Investors really aren't buying Musk's plan for Tesla
Posted August 9, 2018 6:02 p.m. EDT
(CNN Money) — Investors have serious doubts about Elon Musk's plan to take Tesla private.
In two days, the stock has erased the 8.6% gain that followed Musk's surprise announcement on Twitter that he had secured funding to take the electric car maker off the public market. That includes a 4.8% drop on Thursday.
"The number one issue is simply that the investment community is uncertain about where this funding" is coming from, said Rebecca Lindland, an industry analyst with Kelley Blue Book.
Lindland said investors probably took a few days to ask around, and were short on answers.
"The investment community, like almost any industry, is fairly small and tight-knit," she said. "Yesterday was a day of exploration."
Answers aren't coming from Musk, either.
Beyond his tweets and a blog post explaining the move, Musk hasn't offered details on where the financing would come from. He did say he had secured the funding at $420 per share, 19% above Thursday's closing price.
People are asking "how serious this is," said Cowen analyst Jeff Osborne.
Investors also may have been spooked by reports that the SEC is looking into Tesla.
The Wall Street Journal reported Wednesday that regulators are asking whether Musk's tweet "was truthful." And Bloomberg News reported Thursday that regulators were already gathering information about Tesla's public statements about manufacturing goals and sales targets, and intensified their scrutiny after the Musk tweet.

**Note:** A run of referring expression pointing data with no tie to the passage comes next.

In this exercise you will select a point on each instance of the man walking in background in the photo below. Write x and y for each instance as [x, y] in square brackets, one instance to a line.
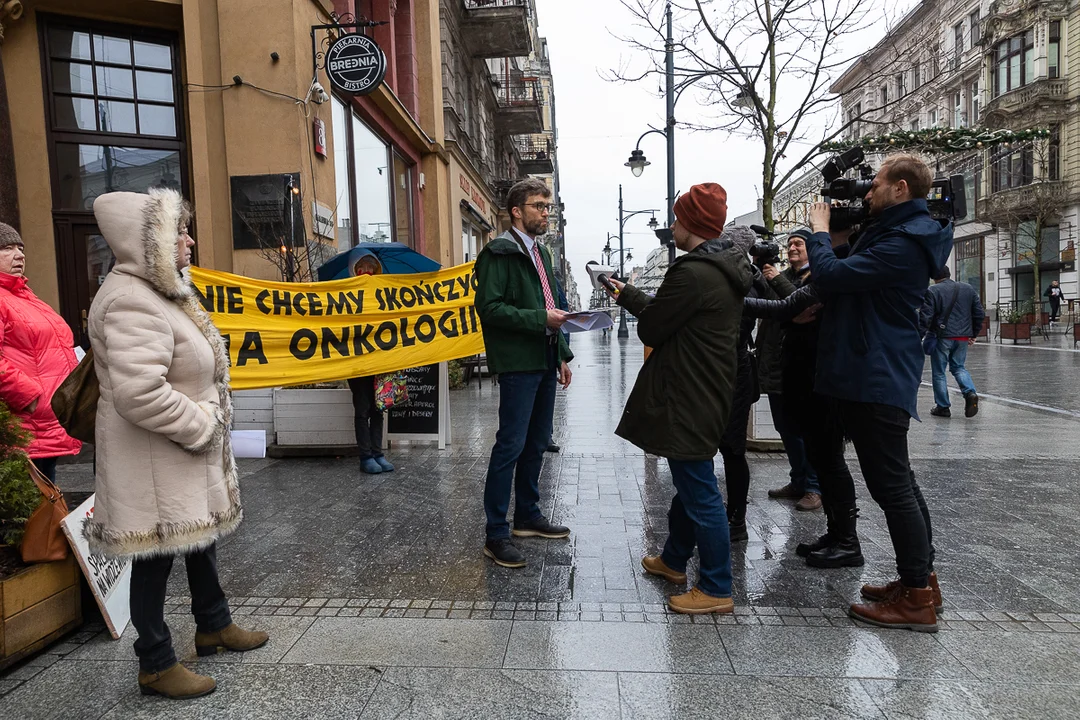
[517, 306]
[953, 311]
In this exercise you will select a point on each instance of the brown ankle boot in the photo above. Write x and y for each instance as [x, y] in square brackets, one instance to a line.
[878, 593]
[176, 682]
[912, 608]
[232, 637]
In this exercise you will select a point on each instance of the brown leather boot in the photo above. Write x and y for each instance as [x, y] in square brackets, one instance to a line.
[697, 602]
[176, 682]
[878, 593]
[655, 566]
[232, 637]
[912, 608]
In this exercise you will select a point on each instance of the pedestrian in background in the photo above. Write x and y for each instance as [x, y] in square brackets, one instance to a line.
[166, 481]
[953, 311]
[36, 355]
[802, 486]
[367, 418]
[682, 401]
[1056, 298]
[515, 299]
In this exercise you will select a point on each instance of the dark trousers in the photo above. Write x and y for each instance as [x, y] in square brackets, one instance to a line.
[366, 417]
[526, 410]
[697, 517]
[823, 439]
[804, 476]
[48, 466]
[879, 433]
[208, 605]
[737, 481]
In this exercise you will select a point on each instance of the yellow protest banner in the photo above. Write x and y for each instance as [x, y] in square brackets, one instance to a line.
[291, 334]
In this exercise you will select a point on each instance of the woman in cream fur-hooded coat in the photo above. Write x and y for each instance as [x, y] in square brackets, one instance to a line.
[166, 478]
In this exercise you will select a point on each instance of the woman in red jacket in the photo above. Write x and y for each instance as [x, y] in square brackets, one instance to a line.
[36, 355]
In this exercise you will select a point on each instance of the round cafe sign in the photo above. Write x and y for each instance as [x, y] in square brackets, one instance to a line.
[355, 65]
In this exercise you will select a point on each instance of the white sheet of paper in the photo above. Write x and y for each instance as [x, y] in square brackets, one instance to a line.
[590, 320]
[250, 443]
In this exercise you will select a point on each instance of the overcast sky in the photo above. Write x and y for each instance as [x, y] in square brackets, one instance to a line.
[598, 123]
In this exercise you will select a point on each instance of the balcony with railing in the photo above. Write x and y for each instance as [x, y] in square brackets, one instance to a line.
[498, 28]
[537, 153]
[518, 106]
[1043, 96]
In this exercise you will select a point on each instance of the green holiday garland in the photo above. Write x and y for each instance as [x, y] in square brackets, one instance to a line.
[941, 139]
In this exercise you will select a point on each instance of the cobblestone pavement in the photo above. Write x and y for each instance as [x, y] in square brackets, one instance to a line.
[380, 605]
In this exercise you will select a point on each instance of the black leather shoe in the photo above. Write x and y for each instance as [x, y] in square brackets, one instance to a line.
[804, 549]
[540, 528]
[503, 553]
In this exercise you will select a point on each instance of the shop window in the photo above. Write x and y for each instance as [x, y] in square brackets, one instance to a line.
[375, 186]
[113, 110]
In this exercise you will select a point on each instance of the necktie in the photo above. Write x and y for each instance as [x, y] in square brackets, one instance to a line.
[548, 297]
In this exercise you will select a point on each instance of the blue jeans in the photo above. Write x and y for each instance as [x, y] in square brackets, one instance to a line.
[526, 409]
[952, 353]
[697, 517]
[804, 476]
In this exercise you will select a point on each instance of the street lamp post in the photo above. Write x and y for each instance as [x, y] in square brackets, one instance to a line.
[623, 330]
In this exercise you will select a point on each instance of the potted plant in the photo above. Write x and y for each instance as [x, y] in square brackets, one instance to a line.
[1015, 322]
[38, 602]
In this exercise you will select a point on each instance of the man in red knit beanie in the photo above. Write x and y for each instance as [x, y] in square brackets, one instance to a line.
[680, 403]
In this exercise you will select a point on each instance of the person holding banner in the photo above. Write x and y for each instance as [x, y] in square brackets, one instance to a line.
[166, 483]
[367, 417]
[515, 298]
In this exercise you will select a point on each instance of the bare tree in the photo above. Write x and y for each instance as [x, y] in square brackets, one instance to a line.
[765, 69]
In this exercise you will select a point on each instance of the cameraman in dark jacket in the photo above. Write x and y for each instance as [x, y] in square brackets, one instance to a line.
[953, 312]
[871, 360]
[683, 396]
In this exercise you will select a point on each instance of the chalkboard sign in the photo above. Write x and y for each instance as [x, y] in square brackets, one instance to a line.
[427, 415]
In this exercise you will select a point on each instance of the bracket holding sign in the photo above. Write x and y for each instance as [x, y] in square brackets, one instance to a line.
[426, 418]
[353, 63]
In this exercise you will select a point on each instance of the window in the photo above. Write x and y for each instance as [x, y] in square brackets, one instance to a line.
[1054, 153]
[374, 185]
[113, 111]
[1012, 170]
[1054, 50]
[1014, 63]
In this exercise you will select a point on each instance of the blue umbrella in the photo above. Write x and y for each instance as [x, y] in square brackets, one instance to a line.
[396, 259]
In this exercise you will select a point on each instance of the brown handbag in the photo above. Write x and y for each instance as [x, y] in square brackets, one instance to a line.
[43, 539]
[75, 402]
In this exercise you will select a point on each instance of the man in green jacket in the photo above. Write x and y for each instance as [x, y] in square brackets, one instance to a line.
[518, 309]
[682, 399]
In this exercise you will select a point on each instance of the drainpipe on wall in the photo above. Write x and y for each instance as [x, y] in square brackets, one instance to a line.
[9, 188]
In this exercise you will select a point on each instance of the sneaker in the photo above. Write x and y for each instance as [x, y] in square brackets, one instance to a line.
[503, 553]
[810, 501]
[657, 567]
[540, 528]
[786, 492]
[697, 602]
[970, 405]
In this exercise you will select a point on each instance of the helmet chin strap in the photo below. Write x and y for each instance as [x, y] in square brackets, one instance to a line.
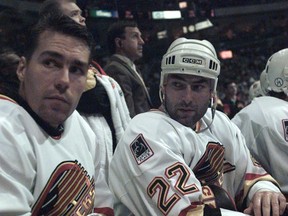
[213, 105]
[213, 110]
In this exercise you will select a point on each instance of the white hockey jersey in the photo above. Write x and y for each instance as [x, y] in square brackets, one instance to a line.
[161, 167]
[264, 123]
[44, 175]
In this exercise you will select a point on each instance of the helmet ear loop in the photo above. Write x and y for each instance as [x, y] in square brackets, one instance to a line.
[161, 94]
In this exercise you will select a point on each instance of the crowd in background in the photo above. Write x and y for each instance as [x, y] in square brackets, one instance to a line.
[251, 46]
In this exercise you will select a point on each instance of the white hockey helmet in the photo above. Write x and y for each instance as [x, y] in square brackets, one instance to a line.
[276, 71]
[193, 57]
[255, 90]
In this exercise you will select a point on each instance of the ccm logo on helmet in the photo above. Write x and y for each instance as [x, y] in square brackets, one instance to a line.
[192, 61]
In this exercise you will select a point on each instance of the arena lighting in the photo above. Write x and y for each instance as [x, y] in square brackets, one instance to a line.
[226, 54]
[203, 25]
[198, 26]
[175, 14]
[103, 13]
[162, 34]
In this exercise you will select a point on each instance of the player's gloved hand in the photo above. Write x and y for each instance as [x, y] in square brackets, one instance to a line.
[266, 203]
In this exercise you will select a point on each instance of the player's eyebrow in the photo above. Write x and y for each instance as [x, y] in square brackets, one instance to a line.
[59, 56]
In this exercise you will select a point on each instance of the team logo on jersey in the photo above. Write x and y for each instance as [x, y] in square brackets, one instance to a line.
[140, 149]
[285, 128]
[69, 191]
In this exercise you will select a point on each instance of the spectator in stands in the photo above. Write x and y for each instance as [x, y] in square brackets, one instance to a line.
[126, 44]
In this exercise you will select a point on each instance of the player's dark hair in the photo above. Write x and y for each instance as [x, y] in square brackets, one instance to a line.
[59, 23]
[117, 30]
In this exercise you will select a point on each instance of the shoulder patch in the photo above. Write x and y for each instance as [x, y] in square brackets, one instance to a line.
[140, 149]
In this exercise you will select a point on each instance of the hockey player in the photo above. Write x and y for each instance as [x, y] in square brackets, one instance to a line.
[264, 122]
[103, 103]
[49, 159]
[185, 158]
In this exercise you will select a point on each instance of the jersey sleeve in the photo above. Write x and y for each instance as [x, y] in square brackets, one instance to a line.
[15, 156]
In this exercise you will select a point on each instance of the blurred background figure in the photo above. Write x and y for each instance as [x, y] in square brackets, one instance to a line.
[125, 43]
[9, 82]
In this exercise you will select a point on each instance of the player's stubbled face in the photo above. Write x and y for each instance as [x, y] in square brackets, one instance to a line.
[55, 76]
[187, 98]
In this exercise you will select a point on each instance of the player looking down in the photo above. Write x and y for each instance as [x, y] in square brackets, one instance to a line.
[185, 158]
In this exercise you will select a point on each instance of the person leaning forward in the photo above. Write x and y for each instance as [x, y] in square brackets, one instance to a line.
[49, 158]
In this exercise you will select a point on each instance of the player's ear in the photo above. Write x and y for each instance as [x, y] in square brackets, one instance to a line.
[21, 69]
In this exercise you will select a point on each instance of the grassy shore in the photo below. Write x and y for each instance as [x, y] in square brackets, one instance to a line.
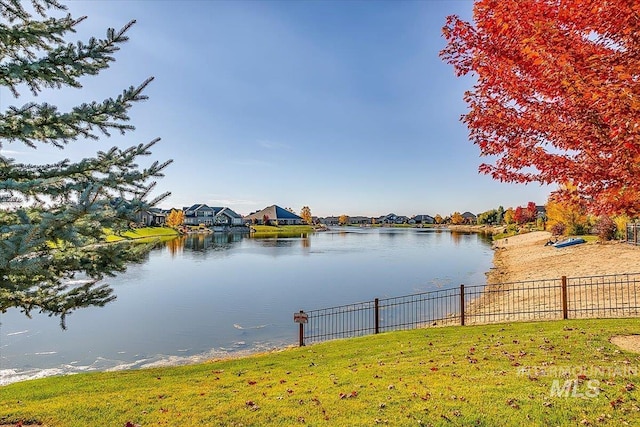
[496, 375]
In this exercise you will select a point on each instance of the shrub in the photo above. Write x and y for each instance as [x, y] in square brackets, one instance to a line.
[558, 229]
[605, 228]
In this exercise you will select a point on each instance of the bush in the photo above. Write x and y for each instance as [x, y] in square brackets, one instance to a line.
[605, 228]
[558, 229]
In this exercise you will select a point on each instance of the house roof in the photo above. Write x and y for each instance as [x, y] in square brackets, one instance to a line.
[203, 207]
[230, 213]
[275, 213]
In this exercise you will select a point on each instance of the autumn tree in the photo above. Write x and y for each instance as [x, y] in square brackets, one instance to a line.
[305, 213]
[567, 215]
[175, 218]
[557, 97]
[53, 216]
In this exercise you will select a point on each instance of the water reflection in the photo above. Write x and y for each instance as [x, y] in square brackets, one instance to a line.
[211, 294]
[200, 242]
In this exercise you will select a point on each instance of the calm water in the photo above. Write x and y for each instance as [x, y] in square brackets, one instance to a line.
[206, 296]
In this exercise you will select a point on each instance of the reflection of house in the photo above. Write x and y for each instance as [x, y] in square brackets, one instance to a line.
[151, 217]
[206, 215]
[274, 215]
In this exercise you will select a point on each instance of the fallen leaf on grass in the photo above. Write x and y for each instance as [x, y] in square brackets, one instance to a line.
[348, 395]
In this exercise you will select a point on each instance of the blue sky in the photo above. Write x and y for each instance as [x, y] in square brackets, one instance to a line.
[343, 106]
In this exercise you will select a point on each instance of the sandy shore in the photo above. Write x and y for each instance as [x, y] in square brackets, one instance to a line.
[524, 257]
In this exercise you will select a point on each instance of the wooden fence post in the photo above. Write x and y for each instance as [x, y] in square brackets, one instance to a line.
[462, 305]
[376, 315]
[565, 311]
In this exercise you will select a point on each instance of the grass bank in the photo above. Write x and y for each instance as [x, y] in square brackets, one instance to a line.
[497, 375]
[142, 233]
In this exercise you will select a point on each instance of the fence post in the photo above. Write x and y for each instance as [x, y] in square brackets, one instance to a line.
[376, 316]
[300, 318]
[462, 305]
[565, 311]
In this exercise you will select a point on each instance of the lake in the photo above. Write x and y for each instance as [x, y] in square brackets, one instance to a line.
[199, 297]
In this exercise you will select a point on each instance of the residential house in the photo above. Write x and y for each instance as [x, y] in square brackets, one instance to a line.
[273, 215]
[153, 217]
[329, 220]
[200, 213]
[422, 219]
[228, 217]
[359, 220]
[469, 218]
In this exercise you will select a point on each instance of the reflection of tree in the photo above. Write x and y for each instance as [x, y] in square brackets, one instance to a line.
[306, 242]
[176, 245]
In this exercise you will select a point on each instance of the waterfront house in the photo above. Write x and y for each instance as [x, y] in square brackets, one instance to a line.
[469, 218]
[273, 215]
[200, 213]
[422, 219]
[153, 217]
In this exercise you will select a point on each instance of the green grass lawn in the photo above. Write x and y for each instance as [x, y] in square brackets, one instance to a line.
[498, 375]
[142, 233]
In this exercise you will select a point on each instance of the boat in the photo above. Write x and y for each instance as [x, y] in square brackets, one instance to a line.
[569, 242]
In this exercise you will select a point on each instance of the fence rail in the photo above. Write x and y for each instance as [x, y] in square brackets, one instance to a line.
[563, 298]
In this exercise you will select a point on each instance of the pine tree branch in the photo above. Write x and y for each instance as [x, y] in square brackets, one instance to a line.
[44, 123]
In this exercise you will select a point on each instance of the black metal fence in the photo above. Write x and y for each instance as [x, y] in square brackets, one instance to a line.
[564, 298]
[633, 233]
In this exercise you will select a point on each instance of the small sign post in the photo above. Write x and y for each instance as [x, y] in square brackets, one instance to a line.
[301, 317]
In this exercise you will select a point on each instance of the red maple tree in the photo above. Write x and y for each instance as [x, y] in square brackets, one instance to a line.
[557, 97]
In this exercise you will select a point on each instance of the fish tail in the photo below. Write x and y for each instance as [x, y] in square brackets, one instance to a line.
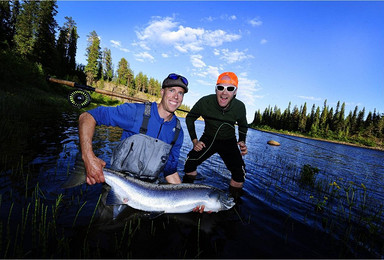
[77, 177]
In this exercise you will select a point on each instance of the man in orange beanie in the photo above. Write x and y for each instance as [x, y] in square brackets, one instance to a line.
[220, 112]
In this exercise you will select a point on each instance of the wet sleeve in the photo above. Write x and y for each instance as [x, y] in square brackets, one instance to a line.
[173, 159]
[243, 124]
[190, 119]
[122, 116]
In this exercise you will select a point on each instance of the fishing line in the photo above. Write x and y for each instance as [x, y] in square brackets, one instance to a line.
[214, 137]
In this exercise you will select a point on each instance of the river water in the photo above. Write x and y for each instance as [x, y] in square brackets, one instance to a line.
[338, 214]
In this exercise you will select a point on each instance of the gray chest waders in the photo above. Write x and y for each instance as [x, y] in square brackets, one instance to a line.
[140, 155]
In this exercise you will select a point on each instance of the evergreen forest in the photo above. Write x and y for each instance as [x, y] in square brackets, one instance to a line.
[325, 123]
[33, 46]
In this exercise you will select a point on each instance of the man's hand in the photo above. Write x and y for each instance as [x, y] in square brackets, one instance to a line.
[94, 167]
[243, 148]
[198, 145]
[200, 209]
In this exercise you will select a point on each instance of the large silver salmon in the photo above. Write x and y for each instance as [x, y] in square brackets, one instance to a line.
[167, 198]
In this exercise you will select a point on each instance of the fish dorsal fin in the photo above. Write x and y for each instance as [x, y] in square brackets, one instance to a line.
[113, 199]
[155, 214]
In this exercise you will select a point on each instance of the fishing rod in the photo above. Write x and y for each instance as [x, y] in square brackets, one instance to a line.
[80, 98]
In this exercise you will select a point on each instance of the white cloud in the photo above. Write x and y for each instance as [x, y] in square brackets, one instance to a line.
[310, 98]
[184, 39]
[255, 22]
[263, 41]
[232, 56]
[247, 90]
[117, 45]
[197, 61]
[144, 56]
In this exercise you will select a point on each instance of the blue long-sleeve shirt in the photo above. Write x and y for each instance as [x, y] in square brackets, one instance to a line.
[129, 117]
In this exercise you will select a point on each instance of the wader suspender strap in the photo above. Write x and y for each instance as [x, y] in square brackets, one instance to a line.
[147, 115]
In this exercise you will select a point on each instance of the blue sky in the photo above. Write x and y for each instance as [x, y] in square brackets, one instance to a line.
[281, 51]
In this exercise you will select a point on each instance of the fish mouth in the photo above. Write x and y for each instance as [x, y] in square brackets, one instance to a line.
[228, 202]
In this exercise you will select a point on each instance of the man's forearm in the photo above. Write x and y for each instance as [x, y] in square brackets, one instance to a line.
[87, 126]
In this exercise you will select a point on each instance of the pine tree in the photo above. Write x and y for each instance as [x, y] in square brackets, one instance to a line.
[66, 47]
[122, 72]
[303, 118]
[26, 27]
[72, 48]
[5, 24]
[44, 48]
[324, 116]
[93, 57]
[315, 123]
[107, 65]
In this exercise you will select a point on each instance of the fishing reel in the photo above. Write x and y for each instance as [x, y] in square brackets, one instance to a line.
[79, 98]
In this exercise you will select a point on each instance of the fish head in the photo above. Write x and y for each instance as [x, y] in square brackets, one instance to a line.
[220, 201]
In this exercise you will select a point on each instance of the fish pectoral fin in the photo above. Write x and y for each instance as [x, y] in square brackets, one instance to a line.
[75, 179]
[113, 199]
[156, 214]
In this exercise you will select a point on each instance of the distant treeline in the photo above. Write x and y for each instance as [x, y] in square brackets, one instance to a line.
[28, 32]
[324, 123]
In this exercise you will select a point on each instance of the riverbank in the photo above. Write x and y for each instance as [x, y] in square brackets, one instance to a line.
[379, 147]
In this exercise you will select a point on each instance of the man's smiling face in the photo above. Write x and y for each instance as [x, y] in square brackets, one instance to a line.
[224, 97]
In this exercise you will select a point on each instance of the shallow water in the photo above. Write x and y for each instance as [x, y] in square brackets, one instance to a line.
[276, 217]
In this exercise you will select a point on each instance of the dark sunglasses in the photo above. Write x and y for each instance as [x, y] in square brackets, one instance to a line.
[176, 76]
[228, 88]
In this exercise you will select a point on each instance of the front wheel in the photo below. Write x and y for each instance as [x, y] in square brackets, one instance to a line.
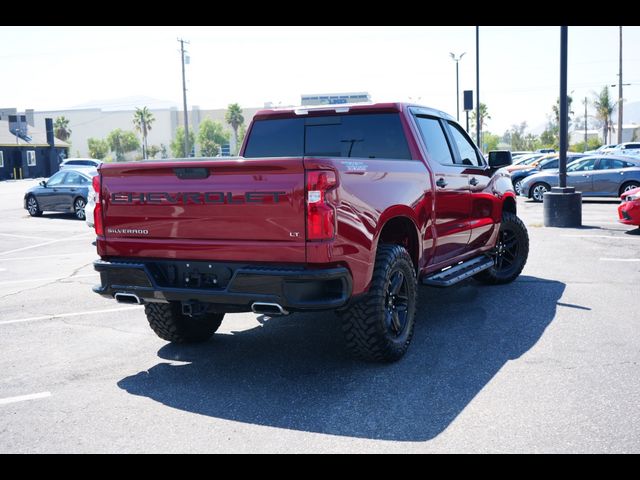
[510, 253]
[379, 326]
[78, 208]
[168, 322]
[538, 191]
[32, 207]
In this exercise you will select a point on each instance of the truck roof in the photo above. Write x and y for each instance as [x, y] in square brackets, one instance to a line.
[347, 107]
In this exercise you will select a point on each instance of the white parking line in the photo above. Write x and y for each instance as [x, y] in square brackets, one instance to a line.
[39, 257]
[22, 236]
[620, 259]
[50, 279]
[68, 239]
[24, 398]
[608, 237]
[73, 314]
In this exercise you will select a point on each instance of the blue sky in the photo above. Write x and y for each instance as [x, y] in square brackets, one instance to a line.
[59, 67]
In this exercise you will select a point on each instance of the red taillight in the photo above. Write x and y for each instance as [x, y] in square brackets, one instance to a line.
[97, 211]
[321, 215]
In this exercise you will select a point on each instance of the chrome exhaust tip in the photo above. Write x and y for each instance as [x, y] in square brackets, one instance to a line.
[271, 309]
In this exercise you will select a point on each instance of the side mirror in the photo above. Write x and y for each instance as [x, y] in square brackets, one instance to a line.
[499, 158]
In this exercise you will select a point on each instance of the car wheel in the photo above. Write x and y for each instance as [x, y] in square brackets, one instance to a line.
[379, 326]
[32, 207]
[538, 191]
[510, 253]
[78, 208]
[518, 187]
[629, 186]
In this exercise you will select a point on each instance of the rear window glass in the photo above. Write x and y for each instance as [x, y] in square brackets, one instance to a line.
[276, 138]
[360, 136]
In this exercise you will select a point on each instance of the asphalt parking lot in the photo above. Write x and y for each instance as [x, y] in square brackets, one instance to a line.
[546, 364]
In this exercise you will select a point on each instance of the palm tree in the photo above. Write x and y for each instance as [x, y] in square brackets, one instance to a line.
[61, 128]
[234, 118]
[604, 109]
[142, 120]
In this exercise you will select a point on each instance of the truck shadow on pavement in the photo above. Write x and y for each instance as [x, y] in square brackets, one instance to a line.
[294, 373]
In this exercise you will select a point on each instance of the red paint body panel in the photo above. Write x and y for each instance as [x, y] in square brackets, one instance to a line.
[450, 225]
[629, 210]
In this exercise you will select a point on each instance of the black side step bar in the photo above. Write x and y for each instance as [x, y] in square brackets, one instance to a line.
[459, 272]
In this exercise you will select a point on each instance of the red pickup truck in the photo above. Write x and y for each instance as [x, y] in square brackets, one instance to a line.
[343, 208]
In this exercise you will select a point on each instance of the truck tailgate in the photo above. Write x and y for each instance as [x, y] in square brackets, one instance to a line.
[232, 209]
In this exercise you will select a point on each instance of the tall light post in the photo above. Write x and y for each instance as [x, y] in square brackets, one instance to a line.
[187, 148]
[457, 59]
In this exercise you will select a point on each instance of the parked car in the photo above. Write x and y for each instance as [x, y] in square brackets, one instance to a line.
[80, 162]
[66, 191]
[629, 209]
[594, 176]
[546, 163]
[628, 148]
[327, 209]
[602, 149]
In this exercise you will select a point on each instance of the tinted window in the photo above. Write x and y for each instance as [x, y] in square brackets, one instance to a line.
[276, 138]
[468, 155]
[435, 140]
[582, 165]
[611, 164]
[56, 179]
[362, 136]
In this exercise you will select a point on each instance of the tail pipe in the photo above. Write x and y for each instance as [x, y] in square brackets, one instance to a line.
[271, 309]
[128, 298]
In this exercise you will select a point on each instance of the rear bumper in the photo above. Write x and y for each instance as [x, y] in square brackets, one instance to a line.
[629, 213]
[231, 286]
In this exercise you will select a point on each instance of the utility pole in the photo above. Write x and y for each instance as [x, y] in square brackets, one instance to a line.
[478, 121]
[187, 148]
[453, 57]
[620, 93]
[585, 124]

The SEC declined to comment to CNNMoney. Tesla did not respond to requests for comment.
There are plenty of other reasons to doubt Musk's plan.
Tesla needs cash for its $2 billion factory in China, to open more stores and to pay off the debt that's coming due in the next eight months. Plus, the new tax law limits how much interest companies can deduct on their borrowing. That will make it more difficult for companies to carry heavy debt loads — and taking Tesla private would means taking on a great deal of debt.
— CNN's Chris Isidore contributed to this report.